PRISMA chart for guidelines eligible for the eCOVID-19RecMap. BIGG, International Database of Grade Guidelines; CCITC, Changes of Care in Times of COVID-19; CDC: Centers for Disease Control and Prevention; ECDC, European Centres for Disease Control and Prevention; GIN, Guidelines International Network, NICE, National Institute for Health and Care Excellence; PHAC, Public Health Agency of Canada; SIGN, Scottish Intercollegiate Guidelines Network; PRISMA, Preferred Reporting Items for Systematic Reviews and Meta-Analyses

Characteristics of GPs

Table 3 shows that 64% of the guidelines were published by WHO and 13% by the CDC. One hundred and sixty (80%) guidelines were in the field of public health and 50% were produced for global use. Forty per cent of the GPS provided guidance on infection control while the remaining were on a variety of topics including vaccination, planning and monitoring health services, screening, diagnosis and treatment. The GPS targeted a range of users: 38% were nominally intended for healthcare providers and professionals and 36% targeted public health officials. The remaining GPSs were intended to be used by individuals outside the healthcare setting, patients, caregivers and the public. One guideline was translated from French to English while the remaining guidelines were published in English.

Table 3.

Improving the good practice statement evaluation framework

Evaluation questions Explanation and signalling questions Judgement
Is collecting and summarising the evidence a poor use of a guideline panel’s limited time and energy (opportunity cost is large)?
  • Would the investigation of the effect of intervention result only in high certinty indirect evidence? that is, cannot directly investigate the effect of the intervention by comparing to the alternative of the intervention as it would not be sensible/ethical) Answer ‘Yes’
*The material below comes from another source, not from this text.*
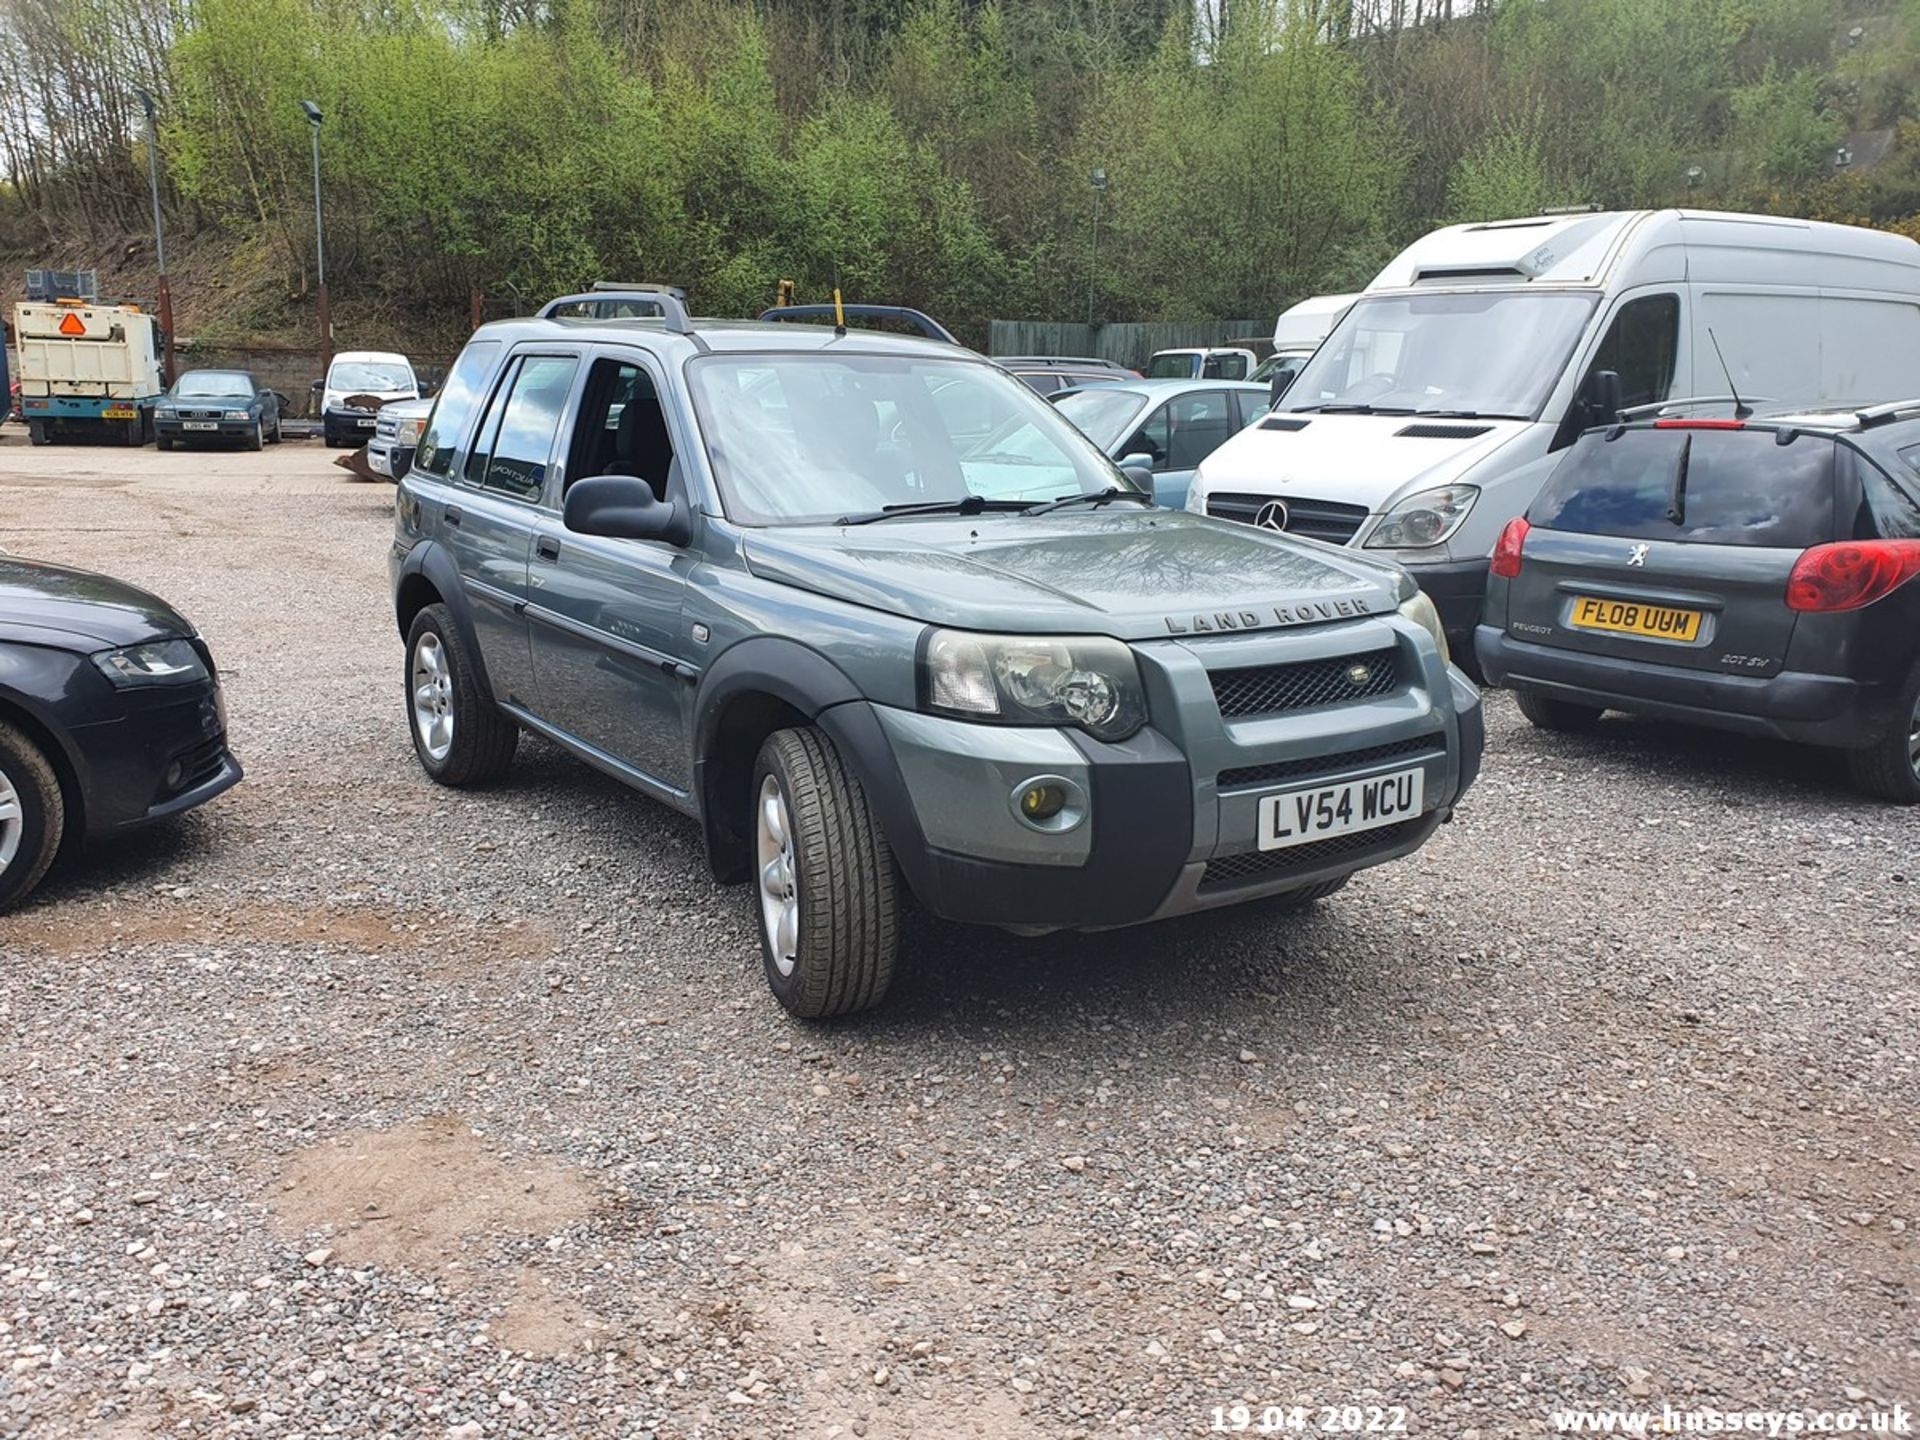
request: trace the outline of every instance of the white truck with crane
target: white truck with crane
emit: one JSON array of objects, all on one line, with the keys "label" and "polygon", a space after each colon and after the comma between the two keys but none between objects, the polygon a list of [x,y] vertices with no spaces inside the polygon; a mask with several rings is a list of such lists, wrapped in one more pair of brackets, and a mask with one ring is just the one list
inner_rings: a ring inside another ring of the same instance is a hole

  • Does the evaluator believe that the alternative of the intervention is highly unlikely to be chosen due to ethical and human right issues? Answer ‘Probably yes’

Y/PY/PN/N
Is the message really necessary in regard to actual healthcare practice?
  • Do the authors provide a rationale in the text of the guideline to why this message is necessary? Answer ‘Yes’
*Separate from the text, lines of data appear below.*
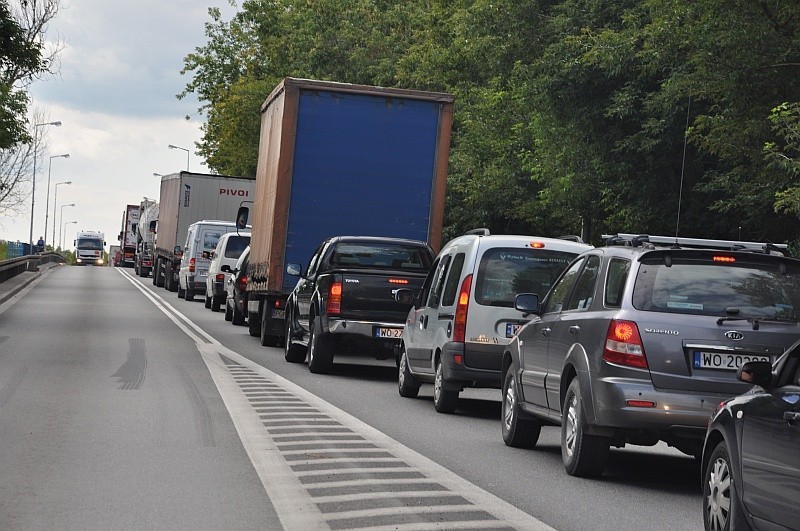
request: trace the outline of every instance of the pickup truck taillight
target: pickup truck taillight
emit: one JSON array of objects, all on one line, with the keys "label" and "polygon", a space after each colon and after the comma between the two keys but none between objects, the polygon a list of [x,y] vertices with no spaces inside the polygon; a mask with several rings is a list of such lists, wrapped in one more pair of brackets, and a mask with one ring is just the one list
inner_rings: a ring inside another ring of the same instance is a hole
[{"label": "pickup truck taillight", "polygon": [[194,258],[189,259],[189,273],[194,273]]},{"label": "pickup truck taillight", "polygon": [[467,275],[461,282],[461,289],[458,292],[458,303],[456,304],[455,326],[453,328],[453,341],[464,342],[467,333],[467,308],[469,308],[469,292],[472,289],[472,275]]},{"label": "pickup truck taillight", "polygon": [[627,365],[639,369],[647,368],[644,345],[639,336],[639,327],[633,321],[612,319],[606,333],[603,359],[608,363]]},{"label": "pickup truck taillight", "polygon": [[239,278],[239,284],[236,286],[240,292],[244,292],[245,288],[247,288],[247,275],[242,275]]},{"label": "pickup truck taillight", "polygon": [[214,276],[214,280],[216,280],[217,282],[225,282],[225,273],[217,273]]},{"label": "pickup truck taillight", "polygon": [[342,311],[342,283],[331,282],[328,286],[328,302],[325,304],[325,312],[328,315],[339,315]]}]

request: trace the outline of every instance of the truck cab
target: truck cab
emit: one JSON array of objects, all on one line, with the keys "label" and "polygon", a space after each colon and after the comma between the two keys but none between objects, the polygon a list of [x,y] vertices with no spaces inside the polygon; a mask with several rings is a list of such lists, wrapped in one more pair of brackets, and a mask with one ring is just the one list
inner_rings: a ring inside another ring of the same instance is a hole
[{"label": "truck cab", "polygon": [[178,271],[179,298],[192,301],[195,295],[205,295],[211,255],[222,235],[236,230],[230,221],[203,220],[189,225]]}]

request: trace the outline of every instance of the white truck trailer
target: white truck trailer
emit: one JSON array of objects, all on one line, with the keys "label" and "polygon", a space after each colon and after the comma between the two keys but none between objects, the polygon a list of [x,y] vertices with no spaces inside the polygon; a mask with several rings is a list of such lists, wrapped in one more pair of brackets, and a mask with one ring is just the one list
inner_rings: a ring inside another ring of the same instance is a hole
[{"label": "white truck trailer", "polygon": [[105,234],[93,230],[78,231],[73,242],[75,263],[78,265],[103,265],[103,250],[106,245]]}]

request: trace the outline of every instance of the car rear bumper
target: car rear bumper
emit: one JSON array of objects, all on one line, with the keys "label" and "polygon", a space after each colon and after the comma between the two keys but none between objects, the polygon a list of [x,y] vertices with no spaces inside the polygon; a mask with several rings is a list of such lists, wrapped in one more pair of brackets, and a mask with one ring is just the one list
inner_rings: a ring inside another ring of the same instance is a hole
[{"label": "car rear bumper", "polygon": [[379,330],[391,329],[400,330],[402,333],[405,323],[390,323],[379,321],[355,321],[350,319],[328,318],[327,327],[331,334],[349,334],[354,336],[368,337],[379,341],[393,341],[400,343],[402,336],[381,337]]},{"label": "car rear bumper", "polygon": [[[500,389],[500,369],[504,349],[505,345],[446,343],[441,358],[444,364],[445,385],[459,389],[462,387]],[[479,366],[476,367],[476,364]]]}]

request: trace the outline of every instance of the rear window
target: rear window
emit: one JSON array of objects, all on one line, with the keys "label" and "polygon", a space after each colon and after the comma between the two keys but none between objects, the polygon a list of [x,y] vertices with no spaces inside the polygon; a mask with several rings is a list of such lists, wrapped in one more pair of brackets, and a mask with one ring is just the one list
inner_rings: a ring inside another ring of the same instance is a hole
[{"label": "rear window", "polygon": [[250,245],[250,236],[231,236],[225,246],[225,258],[239,258]]},{"label": "rear window", "polygon": [[713,254],[663,257],[642,263],[633,289],[639,310],[798,321],[800,268],[789,261],[758,262]]},{"label": "rear window", "polygon": [[331,266],[341,268],[391,269],[425,273],[431,267],[426,247],[385,243],[340,243],[331,256]]},{"label": "rear window", "polygon": [[203,250],[213,251],[217,248],[219,239],[222,238],[224,233],[218,230],[207,230],[203,232]]},{"label": "rear window", "polygon": [[519,293],[544,297],[576,256],[577,253],[549,249],[489,249],[478,267],[475,301],[484,306],[513,308],[514,297]]}]

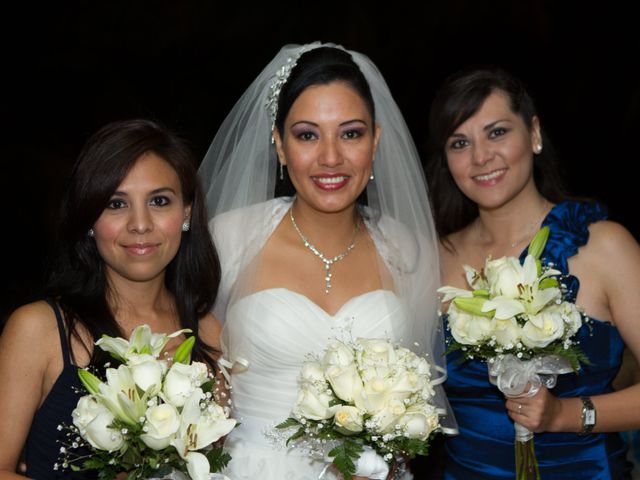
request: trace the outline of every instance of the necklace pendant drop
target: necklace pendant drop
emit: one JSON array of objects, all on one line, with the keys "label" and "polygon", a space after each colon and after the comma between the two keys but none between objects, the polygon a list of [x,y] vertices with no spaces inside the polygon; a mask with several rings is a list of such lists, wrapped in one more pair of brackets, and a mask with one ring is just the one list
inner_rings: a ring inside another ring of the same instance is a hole
[{"label": "necklace pendant drop", "polygon": [[356,228],[355,228],[355,231],[353,232],[353,240],[351,241],[351,244],[347,247],[347,249],[343,253],[341,253],[340,255],[336,255],[333,258],[326,258],[324,254],[320,250],[318,250],[309,241],[309,239],[305,237],[304,234],[300,231],[300,228],[298,227],[298,224],[296,223],[295,218],[293,218],[293,208],[289,209],[289,218],[291,219],[291,224],[293,225],[293,228],[295,229],[295,231],[298,233],[298,236],[302,240],[304,246],[308,248],[316,257],[318,257],[322,261],[322,263],[324,263],[324,293],[329,295],[329,292],[331,292],[331,277],[333,277],[333,274],[331,273],[331,265],[333,265],[335,262],[339,262],[344,257],[349,255],[351,250],[353,250],[353,247],[356,246],[356,236],[358,235],[360,226],[356,222]]}]

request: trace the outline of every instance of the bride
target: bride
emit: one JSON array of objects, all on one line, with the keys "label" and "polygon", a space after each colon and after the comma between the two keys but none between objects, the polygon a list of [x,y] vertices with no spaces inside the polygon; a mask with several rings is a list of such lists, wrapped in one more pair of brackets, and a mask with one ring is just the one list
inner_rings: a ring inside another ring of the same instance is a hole
[{"label": "bride", "polygon": [[[367,57],[289,45],[235,105],[199,174],[222,263],[214,313],[241,422],[226,442],[225,473],[317,479],[323,459],[268,435],[290,415],[309,353],[347,329],[442,367],[437,240],[414,144]],[[446,412],[441,392],[438,402]],[[361,463],[357,478],[384,475]]]}]

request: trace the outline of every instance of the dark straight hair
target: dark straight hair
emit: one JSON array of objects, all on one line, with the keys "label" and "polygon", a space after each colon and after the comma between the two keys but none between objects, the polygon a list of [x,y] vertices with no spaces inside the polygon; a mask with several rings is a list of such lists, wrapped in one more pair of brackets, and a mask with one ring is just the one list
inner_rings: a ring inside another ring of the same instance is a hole
[{"label": "dark straight hair", "polygon": [[[448,77],[433,100],[429,114],[427,180],[436,229],[440,238],[457,232],[478,216],[478,206],[456,185],[445,147],[447,140],[473,116],[493,92],[509,99],[511,111],[531,129],[538,116],[533,99],[524,84],[510,73],[496,67],[463,70]],[[538,191],[557,203],[568,198],[560,176],[555,150],[540,126],[543,149],[534,155],[533,177]]]},{"label": "dark straight hair", "polygon": [[[141,155],[152,152],[166,161],[180,180],[182,196],[191,205],[190,231],[182,233],[176,256],[167,265],[165,284],[175,298],[182,328],[196,337],[194,358],[214,366],[215,352],[198,335],[198,322],[212,308],[220,282],[220,264],[207,228],[207,212],[196,177],[193,156],[177,135],[145,119],[110,123],[93,134],[76,161],[60,210],[57,251],[47,294],[64,312],[69,341],[83,345],[78,326],[94,341],[102,335],[124,336],[109,307],[110,291],[104,260],[89,229]],[[101,349],[84,345],[91,364],[111,361]]]}]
  • Does the evaluator believe that the statement is relevant to healthcare practice? Answer ‘Probably yes’

Y/PY/PN/N
After consideration of all relevant outcomes and potential downstream consequences, does implementing the good practice statement likely results in a large net positive consequence?
  • Is there any information referenced that the implementation of the good practice statement would have a net positive impact on health outcomes, as well as on relevant Evidence to Decision criteria (eg, equity)? Answer ‘Yes’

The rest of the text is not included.